Kenny Chesney provides respite with new album Here and Now : Review

It’s possible that the most popular image conjured when Kenny Chesney’s name comes up is a shirtless, shoeless — and naturally sleeveless — problem-free beachside utopia. It's a lovely, lazy image but perhaps not the most relatable vibe given the current mood.

Under that hakuna matata headline, however, there has always been a much more complicated story. That more three-dimensional image is rounded out by songs — both that the Tennessee native writes and skillfully selects — of romantic wistfulness and regret, battles between rootlessness and structure, a longing to go somewhere, anywhere, everywhere else but also to sit right here with you. The sepia overlay has also always been strong in the 52-year-old singer-songwriter who has lamented living in fast forward but loves nothing more than to time travel backwards in song.

This summer it is unlikely that any of us will be able to participate in one of the most cherished rituals for music fans: going to shows. For an artist who thrives on live performance and a loyal fanbase who make plans around his dates, that’s a stadium-size bummer that very much runs counter to Chesney’s entire concert-as-tiki-bar ethos.

With the current backdrop it’s easy to assume that a new Chesney album might feel tonally dissonant. Yet oddly enough, the just released, Here and Now feels more like a balm for a pandemic-battered soul than a taunt for what cannot be right now.
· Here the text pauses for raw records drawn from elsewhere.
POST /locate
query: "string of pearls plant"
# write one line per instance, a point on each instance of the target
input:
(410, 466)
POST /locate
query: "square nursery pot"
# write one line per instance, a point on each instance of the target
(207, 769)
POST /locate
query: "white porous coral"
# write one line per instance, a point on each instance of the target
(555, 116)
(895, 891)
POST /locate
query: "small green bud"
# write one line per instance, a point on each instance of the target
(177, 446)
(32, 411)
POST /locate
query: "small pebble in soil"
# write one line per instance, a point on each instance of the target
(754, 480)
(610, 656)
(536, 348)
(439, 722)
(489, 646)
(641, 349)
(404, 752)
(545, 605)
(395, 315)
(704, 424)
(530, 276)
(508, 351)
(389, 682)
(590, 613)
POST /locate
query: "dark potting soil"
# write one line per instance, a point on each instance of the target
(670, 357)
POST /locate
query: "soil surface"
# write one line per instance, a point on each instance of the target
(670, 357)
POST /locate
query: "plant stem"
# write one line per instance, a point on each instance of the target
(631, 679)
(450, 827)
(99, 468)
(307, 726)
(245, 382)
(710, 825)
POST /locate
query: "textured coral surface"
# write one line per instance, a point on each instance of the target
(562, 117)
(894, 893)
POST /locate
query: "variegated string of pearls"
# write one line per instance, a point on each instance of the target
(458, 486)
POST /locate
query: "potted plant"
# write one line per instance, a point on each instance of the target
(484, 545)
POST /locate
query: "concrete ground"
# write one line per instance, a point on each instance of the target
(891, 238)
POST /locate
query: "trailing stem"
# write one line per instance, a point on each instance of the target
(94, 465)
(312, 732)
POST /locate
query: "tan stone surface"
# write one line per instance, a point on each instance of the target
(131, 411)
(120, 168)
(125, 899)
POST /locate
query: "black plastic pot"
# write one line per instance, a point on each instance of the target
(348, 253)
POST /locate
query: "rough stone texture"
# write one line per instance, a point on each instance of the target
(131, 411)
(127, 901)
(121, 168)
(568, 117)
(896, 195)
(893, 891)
There is certainly a taste of bittersweetness to the opening track “We Do,” a rousing love letter to his “No Shoes Nation.” But its rallying cries start to feel like sheer hope and a manifesto for the future after a few listens. (Who swears we'll show up when our favorite artists are back and it's deemed safe somehow to see them? We do.) The same follows for many of the album's more lighthearted tracks, like the frothy beach bum jaunt "Happy Does" as a trace of melancholy lacing the celebratory with a hint of gravity they wouldn't otherwise have.

The chugging "China Grove" groove of the title track keeps the momentum going as Chesney does his sort of Caribbean country cowboy spin on Ram Dass reminding us how important it is to be "Here and Now." "Heartbreakers" is firmly in the Chesney "remember when?" wheelhouse and it's painfully easy to see this having been a hip-shaking singalong highlight in a live setting this summer and yet works just as well as a quarantine bop.

The wistfulness begins to creep in on the midtempo ambler "Everyone She Knows," a tightly scripted vignette of a woman of a certain age watching her peers pair, marry, have kids, unsure if she's missing out or if that's even what she wants that pairs the sensibility of Bonnie Rait's "Nick of Time" with the churning guitars of Sheryl Crow's "If it Makes You Happy." (Side note: Given those allusions, this tune written by the Midas-touch trio of Shane McAnally, Josh Osborne and Ross Copperman seems like a natural fit for a female artist.)

Anyone who's experienced the "doomed-before-it-began" relationship might want to keep some tissue handy for the waltz-time weeper "Knowing You." Co-written by Ed Sheeran, the lazy, sultriness of "Tip of My Tongue," a kissing cousin to his "Come Over," is a sexy ode to longtime love.

The album's peak comes with the heartrending "You Don't Get To," a piercing ballad about that most painful phenomena: the returning ex wearing rose-colored glasses who claims they're sorry, they've changed, they will do better with both parties knowing none of it is true even as the words form. As heartbreaking as that sounds, that song, like many of those that came before and after it on Here and Now, does one of the most crucial things that music can, make you feel less alone. In a time of literal isolation, it’s hard to quantify how good that can feel.